ভূমিকা
Shiavault - a Vault of Shia Islamic Books Knowledge and the Sacred Chapter Five: Man, Pontifical and Promethean Look within yourself a moment and ask who art thou? From where doest thou comest, from which place, What art thou? Rūmī Was ist der Menschen Leben, ein Bild der Gottheit. What is the life of man, an image of the Godhead.
Hölderlin The concept of man as the pontiff, pontifex, or bridge between Heaven and earth, which is the traditional view of the anthrōpos, lies at the antipode of the modern conception of man1 which envisages him as the Promethean earthly creature who has rebelled against Heaven and tried to misappropriate the role of the Divinity for himself. Pontifical man, who, in the sense used here, is none other than traditional man, lives in a world which has both an Origin and a Center.
He lives in full awareness of the Origin which contains his own perfection and whose primordial purity and wholeness he seeks to emulate, recapture, and transmit. He also lives on a circle of whose Center he is always aware and which he seeks to reach in his life, thought, and actions. Pontifical man is the reflection of the Center on the periphery and the echo of the Origin in later cycles of time and generations of history.
He is the vicegerent of God (khalīfatallāh) on earth, to use the Islamic term,2 responsible to God for his actions, and the custodian and protector of the earth of which he is given dominion on the condition that he remain faithful to himself as the central terrestrial figure created in the “form of God,” a theomorphic being living in this world but created for eternity.

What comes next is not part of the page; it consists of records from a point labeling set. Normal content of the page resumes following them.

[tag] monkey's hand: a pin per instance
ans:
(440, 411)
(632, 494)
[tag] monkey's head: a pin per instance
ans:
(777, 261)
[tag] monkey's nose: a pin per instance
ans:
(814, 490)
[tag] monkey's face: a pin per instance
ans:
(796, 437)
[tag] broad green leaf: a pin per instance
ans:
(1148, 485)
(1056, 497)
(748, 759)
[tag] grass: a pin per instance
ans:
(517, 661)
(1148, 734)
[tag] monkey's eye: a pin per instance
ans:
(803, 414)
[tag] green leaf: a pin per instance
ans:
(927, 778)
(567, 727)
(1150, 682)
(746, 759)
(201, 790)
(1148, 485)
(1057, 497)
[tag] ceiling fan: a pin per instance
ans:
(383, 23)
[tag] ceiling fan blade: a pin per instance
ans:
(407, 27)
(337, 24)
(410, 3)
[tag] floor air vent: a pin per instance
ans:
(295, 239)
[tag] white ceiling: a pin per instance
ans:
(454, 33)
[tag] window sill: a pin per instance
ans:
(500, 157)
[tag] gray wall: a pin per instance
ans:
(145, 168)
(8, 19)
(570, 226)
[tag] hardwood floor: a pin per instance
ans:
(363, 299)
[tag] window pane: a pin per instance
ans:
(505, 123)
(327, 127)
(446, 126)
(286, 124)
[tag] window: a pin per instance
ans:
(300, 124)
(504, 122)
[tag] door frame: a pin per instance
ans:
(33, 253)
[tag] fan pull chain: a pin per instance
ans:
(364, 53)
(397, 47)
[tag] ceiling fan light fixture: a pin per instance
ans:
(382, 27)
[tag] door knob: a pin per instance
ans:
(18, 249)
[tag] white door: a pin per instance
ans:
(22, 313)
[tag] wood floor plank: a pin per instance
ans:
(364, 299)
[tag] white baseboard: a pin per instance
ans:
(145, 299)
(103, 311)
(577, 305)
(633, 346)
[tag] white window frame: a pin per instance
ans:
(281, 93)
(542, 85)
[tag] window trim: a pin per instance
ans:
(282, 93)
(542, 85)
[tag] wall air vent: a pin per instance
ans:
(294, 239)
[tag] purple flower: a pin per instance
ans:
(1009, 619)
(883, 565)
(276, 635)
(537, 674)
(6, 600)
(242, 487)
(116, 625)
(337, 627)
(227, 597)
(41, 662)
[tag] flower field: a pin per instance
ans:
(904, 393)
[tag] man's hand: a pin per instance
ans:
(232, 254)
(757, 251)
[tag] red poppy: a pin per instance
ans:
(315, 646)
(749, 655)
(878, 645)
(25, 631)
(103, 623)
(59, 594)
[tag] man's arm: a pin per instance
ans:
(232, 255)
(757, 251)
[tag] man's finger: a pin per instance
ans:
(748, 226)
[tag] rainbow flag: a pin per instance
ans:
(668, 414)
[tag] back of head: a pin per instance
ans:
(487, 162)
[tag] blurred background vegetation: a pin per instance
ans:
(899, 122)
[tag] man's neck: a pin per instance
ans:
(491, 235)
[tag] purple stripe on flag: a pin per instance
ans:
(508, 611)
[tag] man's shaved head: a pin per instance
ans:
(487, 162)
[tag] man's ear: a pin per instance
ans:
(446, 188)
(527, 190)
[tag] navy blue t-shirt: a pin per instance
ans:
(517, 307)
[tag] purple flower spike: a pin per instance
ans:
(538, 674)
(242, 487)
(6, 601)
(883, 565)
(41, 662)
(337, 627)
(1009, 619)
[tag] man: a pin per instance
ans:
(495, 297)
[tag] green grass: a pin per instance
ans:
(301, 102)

Pontifical man3 is aware of his role as intermediary between Heaven and earth and his entelechy as lying beyond the terrestrial domain over which he is allowed to rule provided he remains aware of the transient nature of his own journey on earth.
Such a man lives in awareness of a spiritual reality which transcends him and which yet is none other than his own inner nature and against which he cannot rebel, save by paying the price of separation from all that he is and all that he should wish to be. For such a man, life is impregnated with meaning and the universe peopled with creatures whom he can address as thou. He is aware that precisely because he is human there is both grandeur and danger connected with all that he does and thinks.
His actions have an effect upon his own being beyond the limited spatio-temporal conditions in which such actions take place.